In 1997 the handover brought a profound shift with the Hong Kong government adopting China-first policies economically, socially, and importantly, politically. From being China’s window to the world, Hong Kong should now be China’s front door. Ever since then this re-balancing has accelerated, and with China’s new assertiveness, questions can be asked over the continuing utility of a Hong Kong dollar linked to an antagonistic (if you are China) and systemic rival.
The integrity of the peg may no longer be based on financial considerations but political imperatives.
The developing great power rivalry between the China and US, complete with sanctions on Hong Kong government officials that directly impact their Hong Kong dollar holdings, is bringing the peg back full circle to a time of political uncertainty. The integrity of the peg may no longer be based on financial considerations but political imperatives.

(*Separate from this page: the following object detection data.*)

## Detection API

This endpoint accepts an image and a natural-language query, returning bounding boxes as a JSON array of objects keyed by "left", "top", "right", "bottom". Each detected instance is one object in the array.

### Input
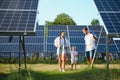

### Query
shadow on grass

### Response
[{"left": 0, "top": 68, "right": 120, "bottom": 80}]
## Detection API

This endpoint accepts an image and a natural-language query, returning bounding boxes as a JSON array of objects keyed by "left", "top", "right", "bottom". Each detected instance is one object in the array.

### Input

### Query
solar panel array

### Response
[
  {"left": 0, "top": 0, "right": 38, "bottom": 36},
  {"left": 0, "top": 25, "right": 118, "bottom": 56},
  {"left": 0, "top": 25, "right": 44, "bottom": 53},
  {"left": 114, "top": 40, "right": 120, "bottom": 52},
  {"left": 94, "top": 0, "right": 120, "bottom": 37}
]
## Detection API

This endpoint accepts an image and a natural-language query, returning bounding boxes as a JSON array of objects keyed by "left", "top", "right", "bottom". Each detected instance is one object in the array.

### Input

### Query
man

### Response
[
  {"left": 82, "top": 27, "right": 96, "bottom": 64},
  {"left": 54, "top": 31, "right": 69, "bottom": 72}
]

These imperatives, which are also being driven by increasing integration of the Pearl River Delta economies and both Shanghai and Singapore’s relative attraction as financial centres, is leaving the Hong Kong dollar in no man’s land. In 2020 according to the Hong Kong Trade and Industry Department, 52% of total exports were to mainland China (US 5%) and imports from China were 45% (US% 4%). Equally the trend in trade growth rates substantially favours China.
This means that the economic logic of the peg, backed by the necessary political will, is invisibly dissipating.
When the end of the peg comes it will be sudden and unexpected, governments know to their cost the ability of foreign exchange markets to do their worst. The question then becomes what happens to the Hong Kong dollar itself. Despite Hong Kong being the eigthth largest global trading economy the logic of a free float does not make sense owing to prevailing economic and political dynamics. There are too many powerful outside forces.
Given the balance between China trade and global trade the obvious replacement is a CNY peg. Such a peg could act as a convertible proxy for the renminbi, which means the next logical question is, in such a scenario, does the Hong Kong dollar itself have a long term future?